Sources: [Sources/CodexBarCore/Providers/Synthetic/SyntheticUsageStats.swift:403-429](), [Tests/CodexBarTests/SyntheticProviderTests.swift:93-146]()

---

## Provider Configuration

The provider is registered as non-primary and disabled by default. Its three display lanes are labelled **Five-hour quota**, **Weekly tokens**, and **Search hourly** — matching the three known Synthetic API slots. Token cost reporting is disabled (`supportsTokenCost: false`). The API key is resolved from the `SYNTHETIC_API_KEY` environment variable or from `~/.codexbar/config.json`; the settings reader strips surrounding single or double quotes to tolerate copy-paste artefacts.

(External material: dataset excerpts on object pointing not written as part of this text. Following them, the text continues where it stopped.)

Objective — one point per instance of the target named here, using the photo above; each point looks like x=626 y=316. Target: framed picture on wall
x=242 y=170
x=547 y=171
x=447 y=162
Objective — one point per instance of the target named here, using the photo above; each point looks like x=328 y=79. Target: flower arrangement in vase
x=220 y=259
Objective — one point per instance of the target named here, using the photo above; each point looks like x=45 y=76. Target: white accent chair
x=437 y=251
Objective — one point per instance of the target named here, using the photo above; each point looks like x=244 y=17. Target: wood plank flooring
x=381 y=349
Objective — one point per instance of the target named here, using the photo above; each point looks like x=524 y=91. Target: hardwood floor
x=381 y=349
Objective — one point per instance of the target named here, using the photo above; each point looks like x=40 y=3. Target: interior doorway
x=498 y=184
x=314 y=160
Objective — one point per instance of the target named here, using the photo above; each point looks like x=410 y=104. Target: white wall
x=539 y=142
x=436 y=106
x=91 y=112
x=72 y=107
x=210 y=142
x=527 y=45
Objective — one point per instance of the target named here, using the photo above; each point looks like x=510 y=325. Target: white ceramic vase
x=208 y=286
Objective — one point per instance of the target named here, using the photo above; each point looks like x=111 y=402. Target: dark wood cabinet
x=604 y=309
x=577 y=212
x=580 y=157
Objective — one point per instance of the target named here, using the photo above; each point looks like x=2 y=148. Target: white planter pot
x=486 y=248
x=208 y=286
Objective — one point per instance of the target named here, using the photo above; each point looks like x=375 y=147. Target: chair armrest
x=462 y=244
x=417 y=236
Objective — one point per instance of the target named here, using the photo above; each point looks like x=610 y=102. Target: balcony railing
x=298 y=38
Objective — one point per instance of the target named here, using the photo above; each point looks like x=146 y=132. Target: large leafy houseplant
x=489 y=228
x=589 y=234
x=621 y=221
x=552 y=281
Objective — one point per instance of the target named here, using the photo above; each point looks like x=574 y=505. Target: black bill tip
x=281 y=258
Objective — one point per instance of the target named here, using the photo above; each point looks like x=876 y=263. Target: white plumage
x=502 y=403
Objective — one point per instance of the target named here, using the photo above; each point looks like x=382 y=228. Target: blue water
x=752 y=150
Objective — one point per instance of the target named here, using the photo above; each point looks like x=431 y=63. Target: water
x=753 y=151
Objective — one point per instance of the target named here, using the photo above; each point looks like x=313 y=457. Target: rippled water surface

Sources: [Sources/CodexBarCore/Providers/Synthetic/SyntheticProviderDescriptor.swift:8-39](), [Sources/CodexBarCore/Providers/Synthetic/SyntheticSettingsReader.swift:13-28]()

---

## Summary

`SyntheticUsageParser` is a schema-free defensive parser: it tries dozens of key aliases, applies algebraic field derivation when direct values are absent, auto-detects 0–1 vs. 0–100 percent encoding, and handles arbitrary timestamp and duration formats. The one place it departs from pure genericity is the `prioritizedQuotaSlots` path — when the known Synthetic API shape is detected, slot-positional mapping guarantees that a missing quota tier stays `nil` in its UI lane rather than silently promoting the next lane, preventing label mismatches that would otherwise be invisible from the outside. The full parsing logic, including all alias tables and edge cases, lives in `SyntheticUsageStats.swift`.